Si Taguieff reconnaît avoir été atteint par cette maladie, c’est pour dire que, à la différence de certains de ses anciens petits camarades – Linden­berg, Plenel, etc. –, lui, il est vraiment guéri. Et même bien guéri parce qu’il a été très malade et qu’il a touché le fond du conspirationnisme. Et qu’il faut avoir été très malade pour être définitivement guéri.

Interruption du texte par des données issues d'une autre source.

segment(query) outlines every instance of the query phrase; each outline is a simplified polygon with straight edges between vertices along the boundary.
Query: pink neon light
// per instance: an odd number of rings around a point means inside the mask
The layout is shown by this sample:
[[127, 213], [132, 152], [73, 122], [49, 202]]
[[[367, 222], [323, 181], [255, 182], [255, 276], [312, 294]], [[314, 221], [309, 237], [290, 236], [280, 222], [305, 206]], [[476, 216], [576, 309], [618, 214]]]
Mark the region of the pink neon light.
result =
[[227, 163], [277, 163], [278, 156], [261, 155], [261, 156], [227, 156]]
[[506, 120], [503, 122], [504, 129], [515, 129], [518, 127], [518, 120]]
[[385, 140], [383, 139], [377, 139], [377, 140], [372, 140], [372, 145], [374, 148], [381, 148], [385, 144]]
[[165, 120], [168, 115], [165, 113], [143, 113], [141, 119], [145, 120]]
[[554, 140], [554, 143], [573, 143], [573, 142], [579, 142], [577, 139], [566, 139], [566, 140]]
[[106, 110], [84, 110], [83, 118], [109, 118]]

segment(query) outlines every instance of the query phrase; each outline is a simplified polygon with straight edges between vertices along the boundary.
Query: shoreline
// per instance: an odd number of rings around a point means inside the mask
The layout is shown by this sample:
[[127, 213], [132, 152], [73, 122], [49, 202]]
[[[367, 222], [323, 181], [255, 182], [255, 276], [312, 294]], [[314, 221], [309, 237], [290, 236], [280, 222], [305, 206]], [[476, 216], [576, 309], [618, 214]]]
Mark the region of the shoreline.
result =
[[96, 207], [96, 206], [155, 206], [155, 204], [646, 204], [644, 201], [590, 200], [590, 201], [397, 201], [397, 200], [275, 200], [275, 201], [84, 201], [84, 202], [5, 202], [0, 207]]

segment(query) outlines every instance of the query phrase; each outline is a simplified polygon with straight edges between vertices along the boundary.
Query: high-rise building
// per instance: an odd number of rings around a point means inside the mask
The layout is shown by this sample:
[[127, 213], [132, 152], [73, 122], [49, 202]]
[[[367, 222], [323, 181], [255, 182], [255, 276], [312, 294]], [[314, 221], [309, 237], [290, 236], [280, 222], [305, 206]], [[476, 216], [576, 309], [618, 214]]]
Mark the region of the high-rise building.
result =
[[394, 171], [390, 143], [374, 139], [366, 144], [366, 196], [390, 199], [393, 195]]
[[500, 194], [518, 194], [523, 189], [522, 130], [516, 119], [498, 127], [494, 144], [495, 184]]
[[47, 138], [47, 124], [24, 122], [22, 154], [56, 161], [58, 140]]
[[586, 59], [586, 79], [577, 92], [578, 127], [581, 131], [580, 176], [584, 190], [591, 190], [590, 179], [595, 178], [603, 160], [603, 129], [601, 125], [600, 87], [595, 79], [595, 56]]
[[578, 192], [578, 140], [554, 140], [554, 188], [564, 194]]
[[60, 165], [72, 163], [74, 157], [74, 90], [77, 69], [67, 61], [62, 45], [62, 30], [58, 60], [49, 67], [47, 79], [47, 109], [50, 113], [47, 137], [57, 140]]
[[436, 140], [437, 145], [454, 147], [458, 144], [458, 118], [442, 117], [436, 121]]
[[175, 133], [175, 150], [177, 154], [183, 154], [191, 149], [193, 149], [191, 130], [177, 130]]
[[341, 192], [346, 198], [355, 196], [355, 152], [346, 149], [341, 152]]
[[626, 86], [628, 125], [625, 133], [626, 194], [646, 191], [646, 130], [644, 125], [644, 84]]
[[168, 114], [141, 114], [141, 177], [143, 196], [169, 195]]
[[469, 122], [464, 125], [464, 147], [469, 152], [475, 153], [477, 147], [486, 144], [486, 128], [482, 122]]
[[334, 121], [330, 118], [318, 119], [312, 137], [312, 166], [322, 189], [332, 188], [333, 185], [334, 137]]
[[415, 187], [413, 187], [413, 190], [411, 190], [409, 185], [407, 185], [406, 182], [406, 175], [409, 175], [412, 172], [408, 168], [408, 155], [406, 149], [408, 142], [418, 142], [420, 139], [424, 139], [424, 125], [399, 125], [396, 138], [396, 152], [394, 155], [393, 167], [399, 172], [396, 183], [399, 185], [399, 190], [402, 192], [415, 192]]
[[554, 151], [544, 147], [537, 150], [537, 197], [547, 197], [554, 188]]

« Bon, ben j’ai rompu avec cela, continue Taguieff. Mais il faut aller jusqu’au bout de la nuit, jusqu’au bout de l’erreur. Plenel l’a fait, mais il y est resté. On peut rester dans l’erreur, on peut rester dans le mythe, on peut rester dans les fantasmes, mais on peut aussi s’en sortir. Je pense que, sur ces questions-là, j’ai échappé à la pensée conspirationniste, mais pour l’avoir traversée. »

La lucidité à laquelle Taguieff prétend désormais est rehaussée par une autocritique illusoire. Après avoir vu des complots partout, il voit désormais partout des « théories du complot », qu’il passe son temps à pourchasser, à la manière de ces anciens staliniens devenus des antistaliniens de manière stalinienne. Et France Culture concourt à donner des lettres de noblesse à une chasse aux « complotistes » imaginaires : une chasse que nombre de médias accueillent et pratiquent avec délectation.

Des cibles ajustées à la disqualification de toute critique des médias

Cette critique par amalgames est également partagée par quelques journalistes de haut rang et d’éminents intellectuels médiatiques. Elle a pour cible toute trouvée la critique des médias.

Ainsi « d’imaginaires “théories du complot” » sont-elles convoquées comme « arguments de propagande » [8]: des citations détournées de leur sens (quand elles ne sont pas coupées pour leur faire dire le contraire de ce qu’elles affirment) permettent de falsifier la critique des médias par Noam Chomsky et Edward Herman [9].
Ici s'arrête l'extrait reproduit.